Quant à Fillon, sa faillite morale est telle qu’il en vient, dans le reco­piage du FN, à faire pire que Sarkozy; c’est aussi dans l’es­croque­rie décom­plexée qu’il parvient à dépas­ser son maitre. C’est un projet de société inéga­li­taire, auto­ri­taire, large­ment réac­tion­naire en matière de mœurs que Fillon porte. Les passe­relles idéo­lo­giques avec le post-fascisme se multi­plient.

C’est cette société néoli­bé­rale qui fait explo­ser les inéga­li­tés ici et partout dans le monde, qui crée ainsi les condi­tions de cette dissé­mi­na­tion des idées hostiles à nos soli­da­ri­tés et à nos liber­tés. Ce sont les courants poli­tiques néoli­bé­raux, ceux de droite comme ceux issus de la gauche, qui sont respon­sables de l’état inquié­tant du lien social.

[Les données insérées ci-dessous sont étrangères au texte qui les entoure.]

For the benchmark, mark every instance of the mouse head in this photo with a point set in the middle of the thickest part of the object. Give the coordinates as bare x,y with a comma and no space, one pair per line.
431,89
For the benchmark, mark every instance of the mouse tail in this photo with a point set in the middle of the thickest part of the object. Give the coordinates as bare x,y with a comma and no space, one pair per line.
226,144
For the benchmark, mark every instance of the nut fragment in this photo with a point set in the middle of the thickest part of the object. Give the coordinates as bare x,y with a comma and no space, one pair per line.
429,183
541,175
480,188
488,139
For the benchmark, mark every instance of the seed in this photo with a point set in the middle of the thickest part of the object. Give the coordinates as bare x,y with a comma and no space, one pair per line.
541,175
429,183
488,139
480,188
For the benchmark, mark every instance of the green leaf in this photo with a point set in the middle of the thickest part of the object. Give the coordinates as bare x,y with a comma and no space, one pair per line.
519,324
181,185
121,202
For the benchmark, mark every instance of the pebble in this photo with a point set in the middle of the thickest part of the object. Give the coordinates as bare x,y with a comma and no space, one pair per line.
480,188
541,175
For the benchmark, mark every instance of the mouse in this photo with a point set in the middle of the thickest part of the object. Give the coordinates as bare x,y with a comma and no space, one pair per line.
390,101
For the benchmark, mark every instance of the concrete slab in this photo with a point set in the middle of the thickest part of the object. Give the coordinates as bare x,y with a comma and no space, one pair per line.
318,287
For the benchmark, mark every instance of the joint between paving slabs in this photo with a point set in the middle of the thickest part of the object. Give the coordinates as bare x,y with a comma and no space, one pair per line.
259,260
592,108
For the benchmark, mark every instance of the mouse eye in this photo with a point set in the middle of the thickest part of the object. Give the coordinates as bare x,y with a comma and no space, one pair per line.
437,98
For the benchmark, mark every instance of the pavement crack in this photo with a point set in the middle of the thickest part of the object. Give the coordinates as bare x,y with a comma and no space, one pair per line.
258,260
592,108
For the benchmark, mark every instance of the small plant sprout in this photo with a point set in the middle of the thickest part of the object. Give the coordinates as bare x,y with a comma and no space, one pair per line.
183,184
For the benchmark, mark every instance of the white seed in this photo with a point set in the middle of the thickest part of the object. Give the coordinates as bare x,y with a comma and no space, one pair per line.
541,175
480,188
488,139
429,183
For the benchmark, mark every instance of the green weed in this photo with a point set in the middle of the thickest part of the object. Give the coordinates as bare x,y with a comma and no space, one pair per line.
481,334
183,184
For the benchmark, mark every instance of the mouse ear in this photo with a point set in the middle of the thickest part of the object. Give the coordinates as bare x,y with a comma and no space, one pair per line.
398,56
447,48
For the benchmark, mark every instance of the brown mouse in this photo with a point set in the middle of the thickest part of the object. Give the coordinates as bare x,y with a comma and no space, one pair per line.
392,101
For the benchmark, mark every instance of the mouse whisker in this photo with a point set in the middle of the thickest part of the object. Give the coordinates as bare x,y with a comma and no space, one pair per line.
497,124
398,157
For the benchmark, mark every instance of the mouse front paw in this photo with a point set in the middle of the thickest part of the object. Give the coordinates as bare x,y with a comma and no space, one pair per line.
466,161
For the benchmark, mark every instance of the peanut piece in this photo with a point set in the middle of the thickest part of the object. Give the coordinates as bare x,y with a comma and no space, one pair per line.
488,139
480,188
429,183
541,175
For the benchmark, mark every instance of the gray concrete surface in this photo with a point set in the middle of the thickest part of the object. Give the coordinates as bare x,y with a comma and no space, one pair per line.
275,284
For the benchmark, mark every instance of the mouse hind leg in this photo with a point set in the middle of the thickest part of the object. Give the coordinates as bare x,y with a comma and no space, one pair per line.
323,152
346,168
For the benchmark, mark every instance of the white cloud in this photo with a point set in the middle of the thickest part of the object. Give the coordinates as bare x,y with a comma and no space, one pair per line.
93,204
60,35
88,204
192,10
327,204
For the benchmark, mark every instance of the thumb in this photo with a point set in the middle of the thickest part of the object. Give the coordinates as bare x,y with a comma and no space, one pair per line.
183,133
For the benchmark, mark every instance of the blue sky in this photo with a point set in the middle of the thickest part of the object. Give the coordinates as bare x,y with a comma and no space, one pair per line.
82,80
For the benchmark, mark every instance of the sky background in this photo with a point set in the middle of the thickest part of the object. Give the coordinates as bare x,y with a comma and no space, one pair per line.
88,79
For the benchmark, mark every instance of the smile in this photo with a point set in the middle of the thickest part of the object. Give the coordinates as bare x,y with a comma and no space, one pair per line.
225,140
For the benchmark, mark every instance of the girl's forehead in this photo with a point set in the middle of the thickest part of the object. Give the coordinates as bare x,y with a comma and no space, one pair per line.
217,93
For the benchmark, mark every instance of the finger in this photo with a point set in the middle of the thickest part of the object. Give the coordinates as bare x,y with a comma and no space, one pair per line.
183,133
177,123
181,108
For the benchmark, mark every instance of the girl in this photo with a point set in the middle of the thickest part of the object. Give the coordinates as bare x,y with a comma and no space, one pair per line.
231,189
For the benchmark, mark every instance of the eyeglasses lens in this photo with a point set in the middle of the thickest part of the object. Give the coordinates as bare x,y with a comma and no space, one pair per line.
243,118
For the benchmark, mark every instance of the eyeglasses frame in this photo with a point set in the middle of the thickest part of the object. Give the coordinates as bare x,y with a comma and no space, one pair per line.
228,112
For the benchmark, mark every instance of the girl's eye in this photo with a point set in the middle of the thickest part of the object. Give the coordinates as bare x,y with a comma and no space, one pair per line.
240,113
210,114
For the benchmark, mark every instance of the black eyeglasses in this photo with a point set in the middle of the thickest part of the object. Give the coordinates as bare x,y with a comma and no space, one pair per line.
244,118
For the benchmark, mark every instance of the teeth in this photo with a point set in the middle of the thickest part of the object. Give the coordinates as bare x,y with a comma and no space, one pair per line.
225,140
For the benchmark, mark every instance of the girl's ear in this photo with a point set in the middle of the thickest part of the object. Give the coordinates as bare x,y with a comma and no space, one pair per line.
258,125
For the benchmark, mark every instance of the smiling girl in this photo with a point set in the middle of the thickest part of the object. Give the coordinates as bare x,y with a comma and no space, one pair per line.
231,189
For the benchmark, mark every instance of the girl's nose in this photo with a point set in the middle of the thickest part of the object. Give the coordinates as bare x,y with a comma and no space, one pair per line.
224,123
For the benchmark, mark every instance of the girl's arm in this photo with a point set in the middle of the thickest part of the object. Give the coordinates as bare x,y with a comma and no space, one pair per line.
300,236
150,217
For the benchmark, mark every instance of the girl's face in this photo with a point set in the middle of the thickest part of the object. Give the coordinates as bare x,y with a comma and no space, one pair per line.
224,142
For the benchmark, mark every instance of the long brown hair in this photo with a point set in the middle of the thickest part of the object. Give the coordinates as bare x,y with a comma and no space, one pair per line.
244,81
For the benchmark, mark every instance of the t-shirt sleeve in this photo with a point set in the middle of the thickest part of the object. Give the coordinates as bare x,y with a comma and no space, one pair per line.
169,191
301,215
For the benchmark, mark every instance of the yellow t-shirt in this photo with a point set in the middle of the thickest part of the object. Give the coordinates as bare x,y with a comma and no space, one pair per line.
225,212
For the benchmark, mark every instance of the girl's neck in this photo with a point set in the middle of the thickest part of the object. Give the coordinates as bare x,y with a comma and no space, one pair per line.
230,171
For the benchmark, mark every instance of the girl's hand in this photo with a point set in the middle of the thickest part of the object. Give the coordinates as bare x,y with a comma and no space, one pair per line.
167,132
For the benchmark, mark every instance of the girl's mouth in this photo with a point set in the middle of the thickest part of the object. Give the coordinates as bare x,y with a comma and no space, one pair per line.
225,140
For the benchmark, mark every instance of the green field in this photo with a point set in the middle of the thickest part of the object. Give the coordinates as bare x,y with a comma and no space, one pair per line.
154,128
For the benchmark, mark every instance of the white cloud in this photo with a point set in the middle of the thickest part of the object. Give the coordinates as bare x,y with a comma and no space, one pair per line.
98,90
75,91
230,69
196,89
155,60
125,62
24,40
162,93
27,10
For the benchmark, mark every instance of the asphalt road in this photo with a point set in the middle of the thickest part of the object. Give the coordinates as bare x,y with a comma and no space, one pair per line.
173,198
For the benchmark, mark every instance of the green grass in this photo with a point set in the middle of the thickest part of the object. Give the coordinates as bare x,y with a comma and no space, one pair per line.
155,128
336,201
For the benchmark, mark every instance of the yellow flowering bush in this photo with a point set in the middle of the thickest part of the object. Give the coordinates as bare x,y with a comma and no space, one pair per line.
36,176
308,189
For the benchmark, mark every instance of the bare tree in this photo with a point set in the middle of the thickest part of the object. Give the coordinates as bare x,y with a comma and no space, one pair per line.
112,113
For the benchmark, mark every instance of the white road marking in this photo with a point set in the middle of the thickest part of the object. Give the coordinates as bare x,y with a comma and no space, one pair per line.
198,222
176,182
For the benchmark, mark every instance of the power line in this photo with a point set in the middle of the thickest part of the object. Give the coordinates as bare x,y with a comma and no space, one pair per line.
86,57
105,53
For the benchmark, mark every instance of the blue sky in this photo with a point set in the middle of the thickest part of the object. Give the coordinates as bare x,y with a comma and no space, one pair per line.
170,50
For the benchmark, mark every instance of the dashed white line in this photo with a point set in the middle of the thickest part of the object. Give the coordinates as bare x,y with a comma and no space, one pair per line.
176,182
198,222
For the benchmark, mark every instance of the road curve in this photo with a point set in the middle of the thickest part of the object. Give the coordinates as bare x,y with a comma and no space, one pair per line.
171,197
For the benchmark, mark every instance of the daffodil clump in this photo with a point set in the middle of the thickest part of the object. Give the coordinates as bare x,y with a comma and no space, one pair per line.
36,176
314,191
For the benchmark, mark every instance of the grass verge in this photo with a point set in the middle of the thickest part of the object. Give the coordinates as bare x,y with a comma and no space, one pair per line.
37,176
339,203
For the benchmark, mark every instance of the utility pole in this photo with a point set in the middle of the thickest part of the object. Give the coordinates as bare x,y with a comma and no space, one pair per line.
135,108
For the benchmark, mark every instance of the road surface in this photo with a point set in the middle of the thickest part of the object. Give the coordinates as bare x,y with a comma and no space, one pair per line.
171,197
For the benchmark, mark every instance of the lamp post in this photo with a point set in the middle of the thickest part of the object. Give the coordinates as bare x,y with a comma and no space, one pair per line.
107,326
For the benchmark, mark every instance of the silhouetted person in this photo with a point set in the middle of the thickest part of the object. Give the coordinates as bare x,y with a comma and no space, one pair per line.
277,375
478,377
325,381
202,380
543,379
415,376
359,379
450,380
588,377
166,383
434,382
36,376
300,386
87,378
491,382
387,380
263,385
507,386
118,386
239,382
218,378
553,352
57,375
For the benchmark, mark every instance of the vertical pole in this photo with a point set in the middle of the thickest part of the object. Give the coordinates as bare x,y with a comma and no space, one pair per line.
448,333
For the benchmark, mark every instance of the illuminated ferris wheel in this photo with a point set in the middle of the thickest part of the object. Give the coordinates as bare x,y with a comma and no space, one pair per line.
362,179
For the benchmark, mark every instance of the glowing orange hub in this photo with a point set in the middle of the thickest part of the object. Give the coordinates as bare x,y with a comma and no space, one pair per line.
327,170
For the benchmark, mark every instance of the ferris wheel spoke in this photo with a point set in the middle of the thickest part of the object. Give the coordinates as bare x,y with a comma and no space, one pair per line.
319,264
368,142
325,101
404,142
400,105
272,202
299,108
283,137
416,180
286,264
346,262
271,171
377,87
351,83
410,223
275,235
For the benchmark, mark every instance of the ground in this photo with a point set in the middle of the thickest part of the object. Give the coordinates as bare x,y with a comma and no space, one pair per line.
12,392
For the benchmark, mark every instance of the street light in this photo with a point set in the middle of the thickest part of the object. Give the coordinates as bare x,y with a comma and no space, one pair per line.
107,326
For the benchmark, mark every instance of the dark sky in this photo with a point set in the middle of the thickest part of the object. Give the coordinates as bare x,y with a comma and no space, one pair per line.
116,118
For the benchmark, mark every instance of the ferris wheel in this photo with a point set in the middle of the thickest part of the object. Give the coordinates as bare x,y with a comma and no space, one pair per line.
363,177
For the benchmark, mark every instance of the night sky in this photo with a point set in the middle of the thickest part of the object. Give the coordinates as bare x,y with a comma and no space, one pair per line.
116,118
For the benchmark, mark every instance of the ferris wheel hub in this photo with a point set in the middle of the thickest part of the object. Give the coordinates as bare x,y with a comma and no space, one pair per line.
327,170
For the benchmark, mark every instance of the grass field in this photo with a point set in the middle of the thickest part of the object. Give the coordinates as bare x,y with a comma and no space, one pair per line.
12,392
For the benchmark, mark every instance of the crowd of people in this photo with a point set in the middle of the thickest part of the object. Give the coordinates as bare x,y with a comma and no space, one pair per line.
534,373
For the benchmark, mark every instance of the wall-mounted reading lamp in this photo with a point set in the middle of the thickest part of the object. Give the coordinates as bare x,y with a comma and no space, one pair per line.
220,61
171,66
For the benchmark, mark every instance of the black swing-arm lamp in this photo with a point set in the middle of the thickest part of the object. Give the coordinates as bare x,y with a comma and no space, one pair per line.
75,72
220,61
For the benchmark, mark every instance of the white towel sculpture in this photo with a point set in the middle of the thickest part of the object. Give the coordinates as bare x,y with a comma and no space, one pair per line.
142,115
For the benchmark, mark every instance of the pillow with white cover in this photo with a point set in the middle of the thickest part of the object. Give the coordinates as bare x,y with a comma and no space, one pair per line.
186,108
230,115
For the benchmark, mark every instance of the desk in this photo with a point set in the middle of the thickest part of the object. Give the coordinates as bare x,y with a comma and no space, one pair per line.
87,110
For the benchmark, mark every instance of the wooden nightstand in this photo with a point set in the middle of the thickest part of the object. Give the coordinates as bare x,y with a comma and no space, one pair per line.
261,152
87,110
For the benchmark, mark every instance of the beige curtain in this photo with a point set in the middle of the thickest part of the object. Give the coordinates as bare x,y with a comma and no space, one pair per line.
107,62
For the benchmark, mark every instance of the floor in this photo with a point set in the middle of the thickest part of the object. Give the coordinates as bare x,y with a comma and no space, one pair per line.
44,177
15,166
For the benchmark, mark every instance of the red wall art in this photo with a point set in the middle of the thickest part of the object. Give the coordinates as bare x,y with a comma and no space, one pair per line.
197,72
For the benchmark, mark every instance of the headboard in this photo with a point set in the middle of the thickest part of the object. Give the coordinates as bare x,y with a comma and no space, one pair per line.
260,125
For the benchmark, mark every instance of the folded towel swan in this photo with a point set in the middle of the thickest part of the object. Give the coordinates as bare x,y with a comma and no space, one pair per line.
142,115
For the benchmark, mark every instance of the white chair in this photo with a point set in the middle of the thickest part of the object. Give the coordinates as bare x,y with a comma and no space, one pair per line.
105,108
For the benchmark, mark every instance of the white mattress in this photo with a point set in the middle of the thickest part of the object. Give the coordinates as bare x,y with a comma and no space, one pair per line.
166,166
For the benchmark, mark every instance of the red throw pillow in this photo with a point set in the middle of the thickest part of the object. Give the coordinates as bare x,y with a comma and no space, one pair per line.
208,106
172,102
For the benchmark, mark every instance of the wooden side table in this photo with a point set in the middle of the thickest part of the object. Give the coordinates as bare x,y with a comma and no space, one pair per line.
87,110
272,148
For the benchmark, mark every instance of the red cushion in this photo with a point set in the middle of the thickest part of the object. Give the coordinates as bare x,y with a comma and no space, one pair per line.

Un nouvel anti­fas­cisme consé­quent se doit de dénon­cer les respon­sa­bi­li­tés poli­tiques et sociales de l’état du monde. Le FN est en passe d’ap­pa­raitre à une presque majo­rité d’élec­teurs comme une solu­tion . Les patrons ne souhaitent pas une sortie de l’UE, c’est une limite actuelle à l’ex­pan­sion du FN;  si Le Pen négo­ciait avec eux sur ce point, qui dira qu’ils ne lui trou­ve­raient pas un air avenant, à cette tribun  si hostile aux syndi­cats de lutte?

Un anti­fas­cisme d’aujourd’­hui travaille donc  néces­sai­re­ment à un anti­ca­pi­ta­lisme offen­sif et plura­liste. Dans l’im­mé­diat, dans cette direc­tion, le vote Mélen­chon est le vote qui s’im­pose à moi.